I came across this very happy looking Pelican (Pelecanus cinspicillatus) while I was having lunch along the shore at Merimbula on the NSW far south coast a few weeks ago.
I was passing through the area as part of one of my several long trips around the country to talk to Aboriginal people and groups about what they know about birds, culture and people – for a book to be published by CSIRO Publishing in 2010.
This bird is one of a number of similar sculptures dotted every few hundred metres along the shore of a park that winds along the shores of Merimbula Lake around which the town is built.
These Pelicans are just about the best bird sculptures I have seen. Made out of the scattered bits of metal that we discard in tips, along the road or just leave to rust where they die, they become a whole lot more than the sum of their parts.
In this Pelican I can recognise a couple of car drive shafts, a shovel flange, assorted exhaust pipes and parts, concrete-reinforcing bar and at least one – or a part of – shovel blade.
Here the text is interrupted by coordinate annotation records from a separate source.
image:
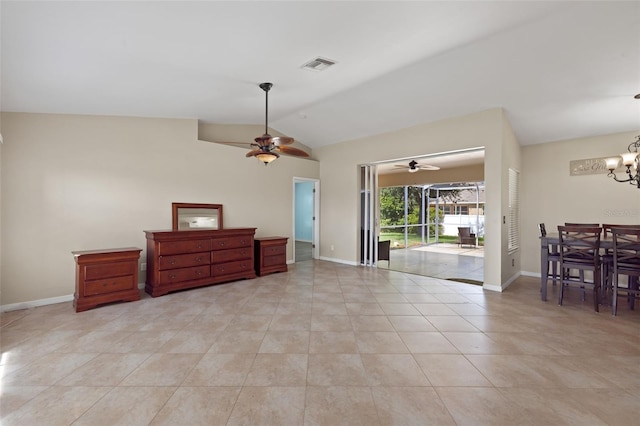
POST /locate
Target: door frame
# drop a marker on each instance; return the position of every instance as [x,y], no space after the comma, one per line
[316,214]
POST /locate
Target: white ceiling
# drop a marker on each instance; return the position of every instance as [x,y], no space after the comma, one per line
[559,69]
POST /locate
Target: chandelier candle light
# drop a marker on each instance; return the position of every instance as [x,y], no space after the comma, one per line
[630,161]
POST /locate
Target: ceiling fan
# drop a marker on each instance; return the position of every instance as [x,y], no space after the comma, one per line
[266,148]
[414,166]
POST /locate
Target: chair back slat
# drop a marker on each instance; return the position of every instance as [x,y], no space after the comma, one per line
[626,250]
[606,228]
[579,244]
[543,229]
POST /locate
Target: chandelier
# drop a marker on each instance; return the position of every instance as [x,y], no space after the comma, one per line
[630,160]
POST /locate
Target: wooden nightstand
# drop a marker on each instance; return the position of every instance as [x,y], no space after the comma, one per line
[105,276]
[270,255]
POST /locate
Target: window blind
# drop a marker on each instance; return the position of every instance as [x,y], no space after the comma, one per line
[514,210]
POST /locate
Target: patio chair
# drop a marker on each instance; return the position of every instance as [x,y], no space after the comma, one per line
[465,236]
[384,249]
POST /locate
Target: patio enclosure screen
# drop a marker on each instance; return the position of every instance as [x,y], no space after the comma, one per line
[419,215]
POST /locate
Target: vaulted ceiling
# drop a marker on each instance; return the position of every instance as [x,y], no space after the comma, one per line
[560,69]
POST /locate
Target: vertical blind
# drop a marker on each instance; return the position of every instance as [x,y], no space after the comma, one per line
[369,225]
[514,210]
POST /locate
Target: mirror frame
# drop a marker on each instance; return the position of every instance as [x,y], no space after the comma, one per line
[175,207]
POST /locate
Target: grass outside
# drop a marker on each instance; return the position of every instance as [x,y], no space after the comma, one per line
[413,240]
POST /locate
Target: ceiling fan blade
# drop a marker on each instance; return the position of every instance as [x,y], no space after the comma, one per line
[245,144]
[281,140]
[264,140]
[289,150]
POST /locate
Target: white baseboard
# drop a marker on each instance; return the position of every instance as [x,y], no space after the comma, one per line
[36,303]
[344,262]
[43,302]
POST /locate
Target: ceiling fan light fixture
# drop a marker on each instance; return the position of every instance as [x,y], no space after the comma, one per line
[267,157]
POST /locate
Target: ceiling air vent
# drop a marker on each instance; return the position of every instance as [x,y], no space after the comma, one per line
[318,64]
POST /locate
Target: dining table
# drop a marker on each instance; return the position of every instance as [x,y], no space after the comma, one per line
[552,241]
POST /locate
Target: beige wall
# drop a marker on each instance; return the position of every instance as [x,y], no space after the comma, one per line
[74,182]
[339,175]
[552,196]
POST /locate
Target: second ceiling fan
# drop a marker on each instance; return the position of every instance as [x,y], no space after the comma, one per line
[267,147]
[414,166]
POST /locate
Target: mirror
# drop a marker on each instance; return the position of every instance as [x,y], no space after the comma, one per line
[196,216]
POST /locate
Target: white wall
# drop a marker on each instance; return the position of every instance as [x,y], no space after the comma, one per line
[552,196]
[73,182]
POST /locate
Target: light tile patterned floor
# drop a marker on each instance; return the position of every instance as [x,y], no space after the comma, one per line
[442,260]
[325,344]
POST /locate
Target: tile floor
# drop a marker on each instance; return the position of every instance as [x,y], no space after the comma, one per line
[325,344]
[438,260]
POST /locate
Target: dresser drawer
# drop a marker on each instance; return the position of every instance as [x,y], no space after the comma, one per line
[231,267]
[184,274]
[108,270]
[183,260]
[222,256]
[110,285]
[232,242]
[179,247]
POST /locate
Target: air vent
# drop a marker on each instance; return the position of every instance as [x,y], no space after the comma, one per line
[318,64]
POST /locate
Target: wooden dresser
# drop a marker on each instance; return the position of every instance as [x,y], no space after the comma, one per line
[271,255]
[178,260]
[105,276]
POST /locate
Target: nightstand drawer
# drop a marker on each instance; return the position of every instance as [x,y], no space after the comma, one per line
[275,260]
[108,270]
[274,250]
[109,285]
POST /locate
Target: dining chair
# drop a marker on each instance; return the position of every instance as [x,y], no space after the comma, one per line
[592,225]
[626,261]
[607,258]
[553,256]
[579,249]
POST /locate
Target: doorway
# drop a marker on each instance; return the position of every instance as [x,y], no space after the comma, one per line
[305,219]
[421,224]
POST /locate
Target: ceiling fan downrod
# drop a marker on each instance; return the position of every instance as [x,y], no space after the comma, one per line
[266,87]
And here more of the same – mower blades, a toothed gear and parts thereof, car suspension springs…the list goes on.
And this pair is my favourite of the group. Here – for me at least – the sculptor has captured the essential Pelican – the interaction between a pair or the group, the shapes they make, there is a lyrical quality that only comes from long and close observation of these birds in the wild and an almost jealous appreciation of their beauty that presents the challenge to transform that beauty into something beyond a Pelican.
And that is one of the great things about this set of birds on heavy poles driven into the sand and water along the park edge – you can admire the shapes and forms of the birds on their poles – static but at once mobile – and then turn and see the living birds right next to them – flying in like a squadron of heavy seaplanes, skidding to a stop and immediately ploughing the water for food with their massive bills.
A great conjunction of art and nature.
And this White-bellied Sea eagle (Haliaeetus leucogaster) and fish keep vigilant watch over Merimbula Beach a bit further along the coast.
I couldn’t find anything along the shoreline or elsewhere that told me anything about who made the birds or who commissioned them. A few days later I was in the Purple Possum cafe (best coffee on the coast, great views, a good gallery, bookshop etc) a few kilometres up the coast at Narooma and saw a smaller version of these scupltures in the window.
I asked Karsten John, the proprietor of the Purple Possum about the sculpture and who made it. He told me that the birds were the work of Richard Moffat, a sculptor based at the small town of Cobargo, 40 kilometres or so south back down the Princes Highway towards Bega. I had to head back down that way to catch up with some people at Bega that I’d missed a couple of days earlier so I called into Cobargo on thw way through. Richard Moffat’s shop was shut when I went through Cobargo later that day – as it was when I passed through again a few days later.
Anyway, now I’m back home at Yuendumu and came across these shots in my camera so I thought I’d try to track down a little more about Richard Moffat and his works. It was more than a pleasant surprise to see that Moffat has a long history as a practitioner and has made some fantastic work over the years.
A you can see from the variety and scale of Richard’s work at his website here, not all of his work is bird-related or on the relatively modest scale of his Pelicans and eagles – but this work ‘Nest‘, installed on Dairy Farmers Hill at the Canberra International Arboretum looks like a wonderful arrangement of work, space and location.